- Born: Samuel Edward Moore 1 October 1803 Derry, Ireland
- Died: 4 July 1849 (aged 45) Perth, Western Australia

= Samuel Edward Moore =

Australian politician

Samuel Edward Moore (born 1803) was an early settler in colonial Western Australia, a merchant, pastoralist and a politician.

Samuel Edward Moore was born in 1803 in Derry, Ireland, the son of Joseph Moore and his wife Anne, née Fletcher. He had been involved in glass manufacturing in Ireland from 1823, which failed due to heavy duties on Irish glass. He was made a freeman of the city of Derry in 1827. Moore began trading there in farm produce.

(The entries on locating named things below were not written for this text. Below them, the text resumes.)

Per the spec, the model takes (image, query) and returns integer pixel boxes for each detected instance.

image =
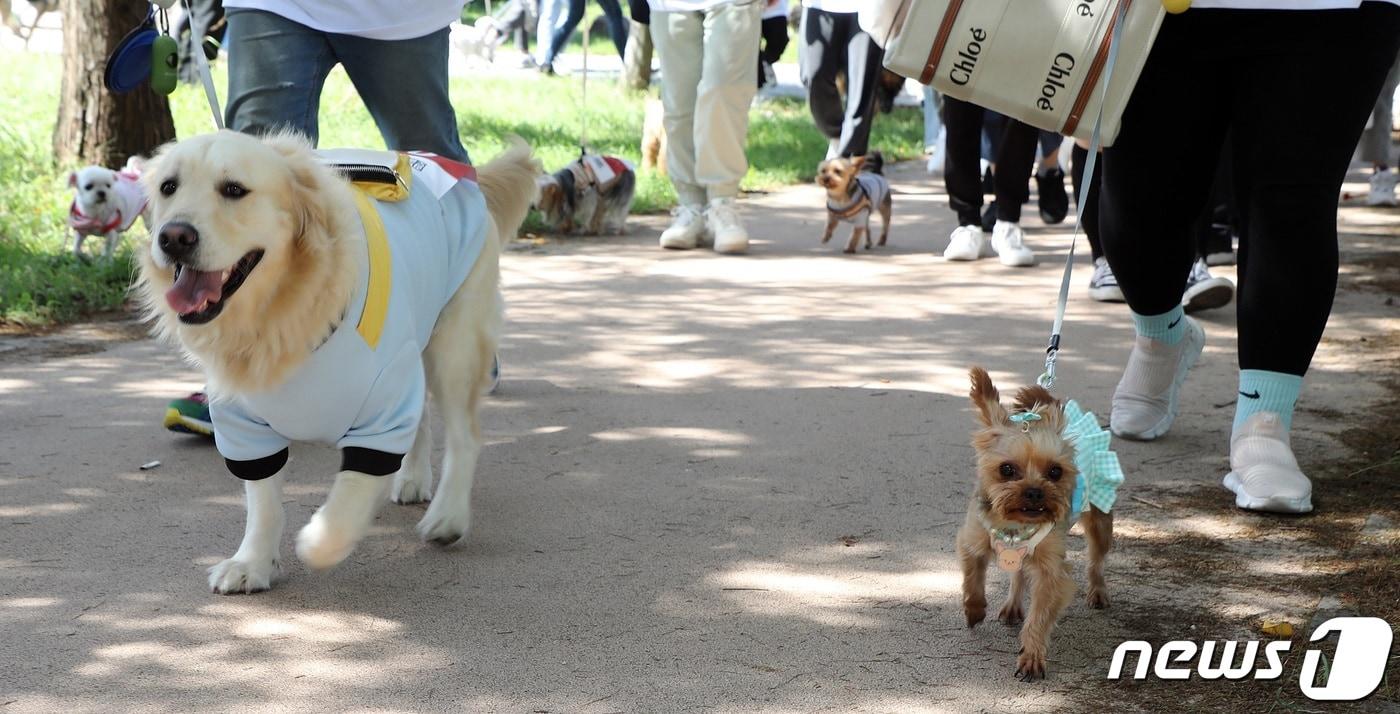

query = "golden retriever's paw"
[1016,650,1046,682]
[209,557,277,595]
[389,470,433,504]
[997,599,1026,624]
[419,501,472,546]
[297,511,363,570]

His older brother, George Fletcher Moore, a lawyer, had arrived at the Swan River Colony in October 1829, and was granted land on the Avon and the Swan Rivers. Moore married Dora Mary Jane "Dorothy" Dalgety in 1832. Samuel and his wife came to the Swan River Colony following his brother's favourable reports of prospects there. They arrived on the Quebec Trader in April 1834. For a number of months, they stayed with his brother on his land grant on the Swan. Moore gradually purchased land on the Swan, in the Leschenault district, and town lots in Perth and Fremantle. He was known as a "progressive agriculturalist" and "business man", owning stores and importing agencies in Fremantle, and had his own river barges to convey goods from Fremantle to Perth and Guildford, returning with produce from the Swan and the hinterland.

He was Chairman of the Western Australian Bank in its foundation year, 1841; Director of the Agricultural Society; a committee member of both the Western Australian Mining Company and a steamship company. In 1841, he leased Garden Island, and the Guildford Steam Mill in 1844.

Moore had six children: William Dalgety, born 30 Aug 1834; Mary Elizabeth, born in 1837; Frederick, born 13 March 1839; Annie Fletcher, born 20 March 1841; Samuel Joseph, born 1842, who died young (approximately 7 years old); and Samuel Joseph Fortescue born 3 April 1846.

In the 1840s, Moore took up a grant of 780 acre in the northern part of the suburb, now known as Karrinyup. Moore's grant, Swan Location 92, was surveyed in 1844 by P. Chauncey, who recorded a large swamp just to the east of Karrinyup as Careniup Swamp.

In 1848, he was beset by bad debts, family illness, poor crops, and, in August, the Vixen, used to ship his produce, was wrecked.

In October 1848, Moore was appointed to one of four non-official nominee positions on the Legislative Council, a position he held until his death in July 1849.

Moore died on 4 July 1849 at the age of 45.